The 30 retreat participants meditated for 6 hours daily for 3 months and were compared with a wait-list control group (n=30) matched for age, sex, body mass index, and prior meditation experience. Retreat participants received instruction in concentrative meditation techniques and complementary practices used to cultivate benevolent states of mind. Psychological measures were assessed pre- and post-retreat. Peripheral blood mononuclear cell samples were collected post-retreat for telomerase activity.
Investigators found that telomerase activity was significantly greater in the retreat participants than in the controls at the end of the retreat (p<0.05). Increases in Perceived Control, decreases in Subjective Distress, and increases in both Mindfulness and Purpose in Life were greater in the retreat group (p<0.01). Additioally, mediation analysis revealed that the effect of the retreat on telomerase was mediated by increased Perceived Control and decreased Subjective Distress. And changes in Perceived Control and Subjective Distress were partially mediated by increased Mindfulness and Purpose in Life. Additionally, increases in Purpose in Life directly mediated the telomerase group difference, whereas increases in Mindfulness did not.

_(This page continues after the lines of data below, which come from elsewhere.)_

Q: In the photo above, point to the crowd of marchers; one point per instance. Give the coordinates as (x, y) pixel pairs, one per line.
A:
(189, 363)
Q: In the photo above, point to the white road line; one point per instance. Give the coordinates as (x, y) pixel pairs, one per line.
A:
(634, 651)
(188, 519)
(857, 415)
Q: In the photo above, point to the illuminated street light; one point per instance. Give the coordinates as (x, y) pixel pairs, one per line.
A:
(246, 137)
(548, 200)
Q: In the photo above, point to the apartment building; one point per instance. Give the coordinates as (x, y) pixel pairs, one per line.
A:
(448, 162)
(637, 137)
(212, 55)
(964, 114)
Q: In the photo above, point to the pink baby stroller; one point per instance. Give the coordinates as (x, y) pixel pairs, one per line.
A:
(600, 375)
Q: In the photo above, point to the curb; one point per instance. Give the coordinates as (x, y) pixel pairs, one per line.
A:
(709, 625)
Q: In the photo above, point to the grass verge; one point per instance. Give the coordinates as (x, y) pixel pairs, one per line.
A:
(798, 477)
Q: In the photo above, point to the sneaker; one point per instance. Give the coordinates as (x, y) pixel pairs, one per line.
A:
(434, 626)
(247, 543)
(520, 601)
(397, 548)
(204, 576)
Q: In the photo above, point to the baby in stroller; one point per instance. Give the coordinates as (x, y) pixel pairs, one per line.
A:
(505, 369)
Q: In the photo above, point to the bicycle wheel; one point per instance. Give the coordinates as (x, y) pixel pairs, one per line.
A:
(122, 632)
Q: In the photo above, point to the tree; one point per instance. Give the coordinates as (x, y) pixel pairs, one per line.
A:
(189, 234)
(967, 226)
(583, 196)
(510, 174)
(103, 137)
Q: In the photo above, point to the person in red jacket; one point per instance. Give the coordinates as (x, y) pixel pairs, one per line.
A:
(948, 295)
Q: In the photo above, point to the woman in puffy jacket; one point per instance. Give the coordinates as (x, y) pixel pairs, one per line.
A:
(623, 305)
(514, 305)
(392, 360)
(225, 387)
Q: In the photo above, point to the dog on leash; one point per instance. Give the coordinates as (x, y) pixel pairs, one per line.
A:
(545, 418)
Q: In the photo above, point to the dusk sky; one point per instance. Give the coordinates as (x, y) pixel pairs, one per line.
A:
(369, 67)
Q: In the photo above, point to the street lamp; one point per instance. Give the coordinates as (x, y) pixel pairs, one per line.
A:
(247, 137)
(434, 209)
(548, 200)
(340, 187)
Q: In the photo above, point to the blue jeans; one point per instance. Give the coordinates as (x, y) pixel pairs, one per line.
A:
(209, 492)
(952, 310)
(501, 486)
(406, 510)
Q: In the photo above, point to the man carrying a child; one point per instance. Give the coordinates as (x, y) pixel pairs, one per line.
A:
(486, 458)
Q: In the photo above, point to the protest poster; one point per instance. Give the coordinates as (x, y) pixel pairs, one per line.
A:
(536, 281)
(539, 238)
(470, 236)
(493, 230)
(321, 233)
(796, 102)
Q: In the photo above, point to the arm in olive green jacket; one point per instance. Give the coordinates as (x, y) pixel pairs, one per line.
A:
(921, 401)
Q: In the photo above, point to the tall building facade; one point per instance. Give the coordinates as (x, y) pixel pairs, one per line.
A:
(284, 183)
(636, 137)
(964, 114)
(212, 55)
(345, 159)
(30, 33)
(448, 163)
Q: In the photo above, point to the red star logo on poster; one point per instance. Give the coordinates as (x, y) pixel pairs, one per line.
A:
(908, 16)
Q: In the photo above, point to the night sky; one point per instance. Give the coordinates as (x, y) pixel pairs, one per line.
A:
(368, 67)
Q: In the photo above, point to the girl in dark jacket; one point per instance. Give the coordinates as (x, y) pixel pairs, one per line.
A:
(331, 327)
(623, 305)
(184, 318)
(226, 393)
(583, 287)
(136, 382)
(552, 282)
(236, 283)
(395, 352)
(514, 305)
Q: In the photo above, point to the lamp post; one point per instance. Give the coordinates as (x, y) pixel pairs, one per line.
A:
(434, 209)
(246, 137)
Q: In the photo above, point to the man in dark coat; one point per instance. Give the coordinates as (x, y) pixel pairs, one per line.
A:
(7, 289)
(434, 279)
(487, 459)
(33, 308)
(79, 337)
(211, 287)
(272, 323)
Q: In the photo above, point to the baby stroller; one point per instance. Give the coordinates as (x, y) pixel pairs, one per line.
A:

This is the first study to link meditation and positive psychological change with telomerase activity. Although this study did not measure baseline telomerase activity, the data suggest that increases in perceived control and decreases in negative affectivity contributed to an increase in telomerase activity, with implications for telomere length and immune cell longevity. Further, Purpose in Life is influenced by meditative practice and directly affects both perceived control and negative emotionality, affecting telomerase activity directly as well as indirectly.